298:155 Trial judge's award of $1.8 million in damages for suicide of pre-trial detainee in federal jail overturned; suicide after six months of incarceration was not foreseeable when prisoner had no known prior history of suicide attempts or thoughts; award of $1.6 million for pain and suffering while hanging to death was excessive when no reasoning for the award was offered by the court. Jutzi- Johnson v. United States, #00-2411, 263 F.3d 753 (7th Cir. 2001).
298:154 Correctional officer was liable for $1,000 in compensatory damages and $500 in punitive damages for striking prisoner in the face three times following a verbal argument about proper sign-in procedures. Romaine v. Rawson, 140 F. Supp. 2d 204 (N.D.N.Y. 2001).

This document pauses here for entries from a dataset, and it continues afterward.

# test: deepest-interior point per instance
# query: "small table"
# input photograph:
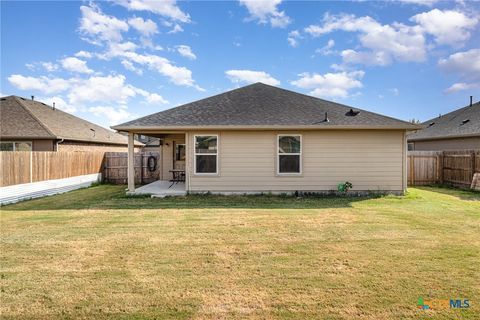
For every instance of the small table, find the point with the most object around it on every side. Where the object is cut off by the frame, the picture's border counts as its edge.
(178, 175)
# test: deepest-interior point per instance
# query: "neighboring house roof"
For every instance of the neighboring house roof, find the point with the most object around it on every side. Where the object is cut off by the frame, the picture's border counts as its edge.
(463, 122)
(261, 105)
(23, 118)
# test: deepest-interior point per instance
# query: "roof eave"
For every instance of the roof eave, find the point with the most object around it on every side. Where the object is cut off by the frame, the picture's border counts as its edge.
(100, 142)
(469, 135)
(264, 127)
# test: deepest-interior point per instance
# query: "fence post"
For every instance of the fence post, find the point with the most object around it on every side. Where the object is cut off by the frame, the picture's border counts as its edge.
(31, 166)
(440, 167)
(473, 164)
(412, 170)
(141, 167)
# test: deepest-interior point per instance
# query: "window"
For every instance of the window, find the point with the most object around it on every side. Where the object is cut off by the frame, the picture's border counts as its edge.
(289, 154)
(179, 152)
(16, 146)
(206, 154)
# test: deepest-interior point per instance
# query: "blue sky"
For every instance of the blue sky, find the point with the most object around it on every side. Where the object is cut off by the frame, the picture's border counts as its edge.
(112, 61)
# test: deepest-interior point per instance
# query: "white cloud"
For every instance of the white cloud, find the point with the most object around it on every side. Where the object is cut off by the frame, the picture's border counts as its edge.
(107, 89)
(176, 29)
(330, 84)
(250, 76)
(448, 27)
(146, 27)
(186, 51)
(114, 115)
(293, 37)
(60, 103)
(427, 3)
(385, 43)
(98, 27)
(327, 49)
(49, 66)
(394, 91)
(266, 11)
(379, 58)
(129, 66)
(466, 65)
(75, 65)
(43, 84)
(83, 54)
(177, 75)
(462, 86)
(104, 89)
(165, 8)
(151, 98)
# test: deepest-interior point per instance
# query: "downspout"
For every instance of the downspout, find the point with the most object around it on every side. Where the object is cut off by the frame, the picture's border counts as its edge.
(58, 142)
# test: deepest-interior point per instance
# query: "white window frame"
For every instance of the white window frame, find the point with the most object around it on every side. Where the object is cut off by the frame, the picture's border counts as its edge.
(195, 154)
(19, 141)
(289, 154)
(175, 151)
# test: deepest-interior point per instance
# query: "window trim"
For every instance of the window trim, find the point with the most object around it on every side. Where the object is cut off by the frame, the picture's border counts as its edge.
(175, 151)
(300, 154)
(195, 154)
(13, 142)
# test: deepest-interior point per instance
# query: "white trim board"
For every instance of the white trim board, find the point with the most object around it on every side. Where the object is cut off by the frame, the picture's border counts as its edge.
(19, 192)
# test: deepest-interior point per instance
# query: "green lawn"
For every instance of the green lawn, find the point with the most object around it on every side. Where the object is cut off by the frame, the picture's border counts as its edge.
(95, 254)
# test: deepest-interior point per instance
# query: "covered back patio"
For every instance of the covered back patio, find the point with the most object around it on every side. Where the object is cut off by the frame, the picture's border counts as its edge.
(172, 165)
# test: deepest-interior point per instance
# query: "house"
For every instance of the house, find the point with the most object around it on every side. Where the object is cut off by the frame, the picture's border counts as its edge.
(28, 125)
(261, 138)
(457, 130)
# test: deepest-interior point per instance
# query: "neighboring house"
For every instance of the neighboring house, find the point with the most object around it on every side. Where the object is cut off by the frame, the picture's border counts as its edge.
(28, 125)
(261, 138)
(457, 130)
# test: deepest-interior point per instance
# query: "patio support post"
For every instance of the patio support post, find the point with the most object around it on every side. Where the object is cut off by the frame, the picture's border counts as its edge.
(131, 164)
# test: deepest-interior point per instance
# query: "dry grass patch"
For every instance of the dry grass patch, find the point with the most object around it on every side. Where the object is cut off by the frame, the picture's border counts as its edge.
(95, 253)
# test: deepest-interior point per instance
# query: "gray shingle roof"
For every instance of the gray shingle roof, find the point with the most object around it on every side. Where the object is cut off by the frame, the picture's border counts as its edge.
(24, 118)
(451, 124)
(263, 105)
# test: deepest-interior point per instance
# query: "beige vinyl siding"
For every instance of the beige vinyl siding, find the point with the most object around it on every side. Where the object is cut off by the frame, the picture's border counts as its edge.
(370, 159)
(447, 144)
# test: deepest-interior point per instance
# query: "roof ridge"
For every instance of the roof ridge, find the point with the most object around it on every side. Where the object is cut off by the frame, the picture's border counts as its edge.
(328, 101)
(476, 104)
(195, 101)
(19, 100)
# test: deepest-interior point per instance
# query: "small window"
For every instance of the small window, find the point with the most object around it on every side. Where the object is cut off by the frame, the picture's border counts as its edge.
(6, 146)
(206, 154)
(16, 146)
(179, 152)
(289, 154)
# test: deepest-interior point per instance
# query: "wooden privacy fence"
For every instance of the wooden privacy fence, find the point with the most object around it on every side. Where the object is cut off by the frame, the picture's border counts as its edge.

297:137 Federal court overturns $500,000 jury award against county in prisoner's claim of excessive force by jail detention officers; failure to specifically train officers that they were prohibited from standing on an detainee's back in an effort to restrain him did not constitute a "glaring" omission showing that county was deliberately indifferent; size of verdict also found excessive. Lewis v. Board of Sedgwick County Commissioners, 140 F. Supp. 2d 1125 (D. Kan. 2001).